May 23-26, two of our staff members, Christie Quinn and Ellen Yeatman travelled to Telluride, Colorado to MountainFilm Festival.
British filmmaker/producer Orlando von Einsedel has created a documentary with “bottomless heart and steel knuckles” (as the folks at the Telluride Mountain Film Festival put it). This documentary is every filmmakers dream and nightmare. Einsedel went to Virunga National Park with the intention of telling a happy story. But once he arrived, the team was called to action in a high-risk, volatile scenario. Eisendel came up close and personal with a renewed civil war, corruption and everyday heroes fighting to protect themselves and their country. In lieu of military conflict, Eisendel began to play an integral role in protecting Virunga National Park and its inhabitants, all while capturing the conflict unfold on film.
Virunga follows the story of an (almost) unimaginable storm of corruption and war that threatens the survival of Africa’s oldest national park.
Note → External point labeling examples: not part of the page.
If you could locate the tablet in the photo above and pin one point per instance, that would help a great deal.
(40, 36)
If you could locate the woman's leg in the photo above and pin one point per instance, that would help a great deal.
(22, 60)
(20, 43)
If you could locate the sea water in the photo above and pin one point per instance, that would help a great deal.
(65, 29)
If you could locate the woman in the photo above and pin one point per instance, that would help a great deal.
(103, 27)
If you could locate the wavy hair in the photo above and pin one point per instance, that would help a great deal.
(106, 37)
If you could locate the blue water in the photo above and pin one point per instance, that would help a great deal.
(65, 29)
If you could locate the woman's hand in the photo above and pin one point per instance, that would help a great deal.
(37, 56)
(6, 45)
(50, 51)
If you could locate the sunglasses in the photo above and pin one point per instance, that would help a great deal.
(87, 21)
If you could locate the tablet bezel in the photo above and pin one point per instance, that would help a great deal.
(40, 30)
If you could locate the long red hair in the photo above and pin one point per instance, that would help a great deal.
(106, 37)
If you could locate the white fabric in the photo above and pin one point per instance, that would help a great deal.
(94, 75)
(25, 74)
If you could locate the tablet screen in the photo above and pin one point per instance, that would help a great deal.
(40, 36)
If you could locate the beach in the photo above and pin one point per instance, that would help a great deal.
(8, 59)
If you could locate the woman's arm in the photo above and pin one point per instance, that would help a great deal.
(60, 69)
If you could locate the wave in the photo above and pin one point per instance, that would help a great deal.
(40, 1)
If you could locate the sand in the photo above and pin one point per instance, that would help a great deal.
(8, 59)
Virunga National Park, created in 1925, stretches over two million acres of forest, swamp, savannah, and snowfield and is home to several active volcanoes. This UNESCO World Heritage Site is home to chimpanzees, the endemic opaki, one quarter of the Earth’s 880 Mountain Gorillas – AND a large oil reserve. Even though Congolese laws prohibit drilling in the national park, the temptations are overwhelming. The Democractic Republic of the Congo is considered by the World Bank to be one of the poorest countries in the world. Although the park is presumably protected by both Congolese and international law, companies from Europe and elsewhere are pursuing plans to extract oil from the park.
For years, a small and embattled team of park rangers – including an ex-child soldier turned ranger, a man who cares for orphan gorillas and a Belgian conservationist (park director Prince Emmanuel De Mérode) have protected this UNESCO world heritage site from armed militia, poachers and dark forces desperate to exploit Congo’s rich natural resources. When a newly formed M23 rebel group declares war in May 2012, the life and stability of the community and everything they’ve worked so hard to protect is threatened. Virunga features a courageous undercover French journalist, Melanie Gouby, who attempts to unravel the possible relationship between the M23 rebels and the British oil company SOCO International.
Tragically, two days before the film’s New York premiere in April, Emmanuel De Mérode, a leading conservationist in the DRC who worked vigorously to protect the park and combat drilling, was ambushed by armed guerillas in the park. Incredibly, he survived and lives on to fight the battle. Read an article about this incident here. This haunting event reminded us that even two years after the most violent period in 2012, the conflict is nowhere near over. SOCO International has not given up in their quest to exploit the oil reserves. Emmanuel de Merode has set up a Fallen Rangers Fund in honor of the 130 rangers from his team who have lost their lives for the park in the last decade.
I walked away from the screening of Virunga at Mountainfilm with red eyes and dried, salty cheeks, but with a smile on my face thinking about Andre, the Congolese veterinarian, that risks his life everyday for the mountain gorillas in Virunga. One of the most emotional scenes of the documentary was Andre waiting with the gorillas while the militia and M23 rebels descended in May 2012. Andre claims “you must justify why you are on this Earth.” He considers the gorillas to be children of his own. And safeguarding them is how he justifies his place on Earth.